The result of the decision-making process, based on criteria and input conditions in the enterprise, was the fact that the optimal solution variant is AMR. It is necessary to note that the order of individual handling equipment would be different under the specific conditions in other enterprises. Factors which would affect decision on the suitability of individual handling equipment are several: size of the enterprise, financial strength of the enterprise, production volume, character of the production/product, experience with the use of smart technologies, effort to engage/not engage the human resources, etc.

4 Conclusion

In general, several authors declare that material handling is an expensive non-value adding activity can account for 30–75% of a product’s manufacturing cost. A typical manufacturing company dedicates 25% of its employees, 55% of its factory space, and 87% of its production time to material handling [8, 19].

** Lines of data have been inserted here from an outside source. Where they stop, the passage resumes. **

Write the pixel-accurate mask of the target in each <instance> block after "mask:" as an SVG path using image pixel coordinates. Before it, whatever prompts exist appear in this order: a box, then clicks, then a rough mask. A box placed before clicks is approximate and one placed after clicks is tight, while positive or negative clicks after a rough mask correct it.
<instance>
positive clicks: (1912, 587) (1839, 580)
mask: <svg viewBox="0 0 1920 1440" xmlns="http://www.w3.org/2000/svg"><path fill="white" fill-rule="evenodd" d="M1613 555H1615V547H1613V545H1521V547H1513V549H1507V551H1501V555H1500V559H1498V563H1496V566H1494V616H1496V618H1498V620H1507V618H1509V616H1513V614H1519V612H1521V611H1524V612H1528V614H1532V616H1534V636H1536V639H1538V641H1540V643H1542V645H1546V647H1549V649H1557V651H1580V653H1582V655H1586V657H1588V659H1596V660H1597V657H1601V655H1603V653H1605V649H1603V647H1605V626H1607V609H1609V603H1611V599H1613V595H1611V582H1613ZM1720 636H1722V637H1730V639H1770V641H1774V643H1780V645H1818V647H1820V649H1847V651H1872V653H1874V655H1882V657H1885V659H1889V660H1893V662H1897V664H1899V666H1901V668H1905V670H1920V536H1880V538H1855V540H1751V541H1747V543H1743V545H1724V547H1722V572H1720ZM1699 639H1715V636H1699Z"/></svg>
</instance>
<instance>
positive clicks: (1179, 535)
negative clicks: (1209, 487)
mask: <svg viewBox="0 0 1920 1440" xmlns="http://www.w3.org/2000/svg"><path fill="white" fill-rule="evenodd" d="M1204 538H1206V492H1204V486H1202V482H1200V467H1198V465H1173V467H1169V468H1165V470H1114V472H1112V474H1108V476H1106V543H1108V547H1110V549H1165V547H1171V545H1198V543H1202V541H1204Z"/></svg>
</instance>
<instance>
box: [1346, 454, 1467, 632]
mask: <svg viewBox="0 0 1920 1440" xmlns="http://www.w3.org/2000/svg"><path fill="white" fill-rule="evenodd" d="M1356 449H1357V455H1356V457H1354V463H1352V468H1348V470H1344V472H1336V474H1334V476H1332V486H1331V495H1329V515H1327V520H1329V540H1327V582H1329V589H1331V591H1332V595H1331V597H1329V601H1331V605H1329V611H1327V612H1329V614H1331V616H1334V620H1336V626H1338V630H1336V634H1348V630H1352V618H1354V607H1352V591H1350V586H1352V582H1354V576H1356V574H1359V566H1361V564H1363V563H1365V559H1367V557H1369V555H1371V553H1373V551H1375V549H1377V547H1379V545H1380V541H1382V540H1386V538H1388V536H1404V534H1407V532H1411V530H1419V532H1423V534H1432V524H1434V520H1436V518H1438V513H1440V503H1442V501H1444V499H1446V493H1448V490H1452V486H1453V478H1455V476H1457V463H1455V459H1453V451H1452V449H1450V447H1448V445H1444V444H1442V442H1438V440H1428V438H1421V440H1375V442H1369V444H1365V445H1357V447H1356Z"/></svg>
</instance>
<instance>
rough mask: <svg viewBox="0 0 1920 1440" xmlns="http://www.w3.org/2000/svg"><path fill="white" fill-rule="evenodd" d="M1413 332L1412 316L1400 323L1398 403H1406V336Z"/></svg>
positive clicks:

Implementation of smart/intelligent solutions to the area of Logistics would help to improve for example through put time, lead time, and work in progress. However, in selection of smart technology, it is necessary to take into account the amount of investment needed to purchase and implement specific technology into practice, as well as ROI. Other factors that influence the selection of appropriate technology are specific input conditions in the enterprise, size of the enterprise, production volume, and financial strength of the enterprise and etc. Based on the abovementioned and study of various articles, the authors of the paper included AGV and AMR technologies to the short list of smart solutions. Both of the technologies could also be integrated to existing MES, WMS and other line management systems.

When comparing AGV and AMR Technologies: the cost of implementation (AGV costs averaging $ 125,000 per AGV, and AMR costs $ 60,000 per two AMR on average), suitability for repetitive and non-repetitive jobs, implementation complexity, and etc., the AMR technology could be considered as material handling solution for the future.

By applying AHP method to decision making process on appropriate handling equipment based on the determinate criteria and input condition of the enterprise, the AMR technology was selected and confirmed as the most appropriate technology to handle/transport final products under conditions of the selected enterprise.